The Belgian law of 1993, as amended in 1999, allowed
Belgian courts to prosecute persons for genocide,
war crimes and crimes against humanity on the basis
of universal jurisdiction inabsentia.
[2] This meant that Belgian courts had jurisdiction
to prosecute such crimes regardless of the place of
commission of the crime, the presence of the perpetrator
on Belgian territory, the nationality of the perpetrator
or the victim or the time the crime was committed.
To bring a claim a person did not have to be a Belgian
national or reside in Belgium. The law moreover recognized
no immunities on the basis of the official position
of the person.
Functional Immunities
The law was not uncontested. It was praised by human
rights organizations, but doubts were raised about
its legality in international law. By rejecting all
immunities, it led to tension with well-established
rules of diplomatic law that accord functional immunity
to Heads of State, Heads of Government and Ministers
of Foreign Affairs while they are in office, to allow
them to perform their function unhindered. In this
context, Judge Oda wrote that Belgium might well have
been at the forefront of a trend, but the International
Court of Justice decided that Belgium had outrun international
legal developments. [3] The Court judged that the immunity of incumbent Heads of State,
Heads of Government and of Ministers of Foreign Affairs
is complete. The Court emphasized that this immunity
does not mean impunity in respect of all crimes that
may have been committed while in office. [4] These high offices accord complete immunity
from prosecution by a foreign jurisdiction, but only
for as long as these offices are held.
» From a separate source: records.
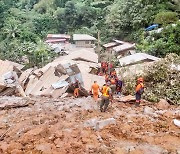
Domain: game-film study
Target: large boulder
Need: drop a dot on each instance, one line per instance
(163, 104)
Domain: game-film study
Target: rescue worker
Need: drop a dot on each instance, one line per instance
(95, 90)
(76, 90)
(113, 86)
(139, 90)
(105, 98)
(107, 78)
(119, 85)
(113, 74)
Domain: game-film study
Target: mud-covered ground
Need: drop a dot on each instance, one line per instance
(76, 126)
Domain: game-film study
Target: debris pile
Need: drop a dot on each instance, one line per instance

Even when in
office, a Head of State, Head of Government or a Minister
of Foreign Affairs can be tried by his or her national
courts or by an international criminal court if such
a court has jurisdiction. [5]
An amendment in 2003 brought the Belgian law in line
with this judgment of the International Court of Justice
by setting aside immunities only as far as international
law permits. This formulation allows the Belgian
law to develop in line with international law rather
than ahead of it.
Filtering genuine claims from abuses of legal process
During extensive discussions in the Justice Commission
of the Belgian Chamber of Representatives, it was
recognized that the law could be abused by bringing
unsubstantiated and politically motivated claims to
Belgian courts. Given the publicity such claims would
receive, it was probable that some individuals or
groups would use this to voice their political opinions.
The Belgian legislature wanted to ensure that such
claims could be dismissed at the earliest opportunity
or transferred to a more appropriate jurisdiction
where the claim could be better assessed.
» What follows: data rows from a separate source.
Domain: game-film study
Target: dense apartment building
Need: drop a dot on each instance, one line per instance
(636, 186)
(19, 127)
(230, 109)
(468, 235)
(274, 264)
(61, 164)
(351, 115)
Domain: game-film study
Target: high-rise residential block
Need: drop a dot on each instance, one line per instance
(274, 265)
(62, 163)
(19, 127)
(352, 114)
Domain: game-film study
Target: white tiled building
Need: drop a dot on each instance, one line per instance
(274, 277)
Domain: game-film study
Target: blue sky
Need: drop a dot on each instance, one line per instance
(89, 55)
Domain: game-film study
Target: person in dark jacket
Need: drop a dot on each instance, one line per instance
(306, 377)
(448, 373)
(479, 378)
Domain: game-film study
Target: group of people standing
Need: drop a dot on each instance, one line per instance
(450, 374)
In the law, a distinction was made between claims
brought on the basis of universal jurisdiction in
absentia and claims that have a link with Belgium.
In claims brought by Belgian nationals or persons
in Belgium, the default rules of Belgian law apply
that prohibit abuses of the court system. If no direct
link exists with Belgium, only the Federal Prosecutor
can initiate a criminal investigation. [6] The Federal Prosecutor will initiate such an investigation
unless one of the four exceptions listed in Article
7(1) apply: if the claim is clearly without merit;
if the facts described in the claim cannot be interpreted
as constituting a crime as defined in the law; if
the claim cannot give rise to an admissible criminal
investigation; or where the needs of justice or the
international obligations of Belgium require that
the claim should be brought before an international
court or tribunal, before the national courts of the
place of commission of the suspected crimes, the national
courts of the state from which the suspect is a national
or where the suspect can be found. Under the latter
circumstances, the Federal Prosecutor will not initiate
criminal investigations if he judges that such courts
or tribunals have jurisdiction and are independent,
impartial and equitable. If the decision of the Federal
Prosecutor is taken on the basis of the fourth exception,
the Minister of Justice is obliged to inform the relevant
authorities of this decision and of the facts of the
case. Against the decision of the Federal Prosecutor
not to initiate criminal proceedings, an appeal is
possible in the Court of Appeal.
Contributing to a comprehensive international system
The 2003 amendments to the law make the prosecution
for genocide, war crimes and crimes against humanity
part of a comprehensive international system that
was completed by the establishment of the International
Criminal Court. Notwithstanding the general principle
maintained in the law that accords universal jurisdiction
to Belgian courts even if the suspected perpetrator
is not found in Belgium, it is the intention of the
Belgian legislature to avoid using such universal
jurisdiction in absentia if more appropriate
mechanisms are available to obtain justice for the
victims. Claims can be transferred to the International
Criminal Court. The procedure prescribes that the
Minister of Justice in consultation with the Council
of Ministers issues an executive order informing the
International Criminal Court of its intention. This
is not possible for a claim that refers to a crime
committed on Belgian territory or that is committed
by or against a Belgian national, unless this crime
is identical with or connected to a crime for which
the International Criminal Court has accepted a claim
as admissible. The Belgian courts can regain jurisdiction
over the claim if the International Criminal Court
does not initiate an investigation or declares the
claim inadmissible or outside its jurisdiction.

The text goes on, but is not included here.